Of all gambling activities, horseracing has the oldest history in Brazil. The Jockey Clube de São Paulo was established in 1875 under the name Club Racing Paulistano. Today the Club is home to about 1,400 Thoroughbreds and has fixtures on Mondays, Saturdays and Sundays, with the weekend programs usually consisting of 10 races each.

The Club’s Hipodromo de Cidade Jardim (aka Garden City) features four courses, including a 2,119-metre grass track and a closed loop sand track measuring 1,993 meters. The biggest race attraction of the year is the annual Grande Premio São Paulo, consisting four Group One events—the Sao Paulo Jockey Club’s so-called “Quadruple Crown” for three-year-old colts on turf.

Wagers may be made to Win or place, with the minimum stake set at $2. Other beets accepted include Exacta, Trifecta, Quadrifecta and Accumulators. The “6 Fast” is a variation of Pick 6 and the Betting 5 allows selection of winners for the last five races on the schedule.

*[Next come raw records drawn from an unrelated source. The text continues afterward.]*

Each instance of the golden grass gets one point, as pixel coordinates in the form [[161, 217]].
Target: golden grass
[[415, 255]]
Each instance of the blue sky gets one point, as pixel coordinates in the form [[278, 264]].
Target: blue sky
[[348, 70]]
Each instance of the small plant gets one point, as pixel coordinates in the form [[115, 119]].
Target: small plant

Other major race courses are located around the country, too. They include the Hipodromo do Cristal at Port Alegre, the Gavea Hippodrome in Rio de Janeiro and the Hipodromo do Taruma in the state of Paraná.

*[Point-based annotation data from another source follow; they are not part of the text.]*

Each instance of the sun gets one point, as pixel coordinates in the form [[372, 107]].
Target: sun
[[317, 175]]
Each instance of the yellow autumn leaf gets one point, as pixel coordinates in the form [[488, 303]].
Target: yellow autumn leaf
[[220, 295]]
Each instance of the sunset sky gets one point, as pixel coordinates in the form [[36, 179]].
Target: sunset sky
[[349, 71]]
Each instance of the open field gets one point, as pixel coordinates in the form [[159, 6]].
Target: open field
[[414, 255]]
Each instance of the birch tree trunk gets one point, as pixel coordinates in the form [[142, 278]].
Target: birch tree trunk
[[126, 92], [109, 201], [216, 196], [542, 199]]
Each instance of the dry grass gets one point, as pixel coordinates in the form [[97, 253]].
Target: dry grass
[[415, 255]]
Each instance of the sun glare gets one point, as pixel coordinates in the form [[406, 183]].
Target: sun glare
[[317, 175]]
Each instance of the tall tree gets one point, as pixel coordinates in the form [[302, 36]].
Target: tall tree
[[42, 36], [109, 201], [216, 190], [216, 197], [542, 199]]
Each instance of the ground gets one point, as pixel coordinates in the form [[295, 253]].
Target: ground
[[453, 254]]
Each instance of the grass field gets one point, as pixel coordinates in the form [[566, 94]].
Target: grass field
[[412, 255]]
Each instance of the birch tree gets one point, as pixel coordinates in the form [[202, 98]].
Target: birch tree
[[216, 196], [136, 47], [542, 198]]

Among other gambling activities, the only other legal form of betting in Brazil is the lottery. A number of state-operated lotteries exist, some based on numerical draws and others linked to football results. A portion of the revenues from these lotteries goes towards charitable programs. This has not, however stopped illegal lotteries from competing, especially among the poorest citizens who frequently bet on a drawing called Jogo do Bicho, the “Animal Game.”

The Brazilian government does not support Internet gambling, so no dot-BR casinos or sportsbooks exist. It is not illegal, however, for Brazilians to wager online nor does the state persecute players who frequent gambling sites registered abroad. To date, some 462 offshore sportsbooks welcome Brazilian customers, with 30 of them offering versions of their web sites in the Portuguese language.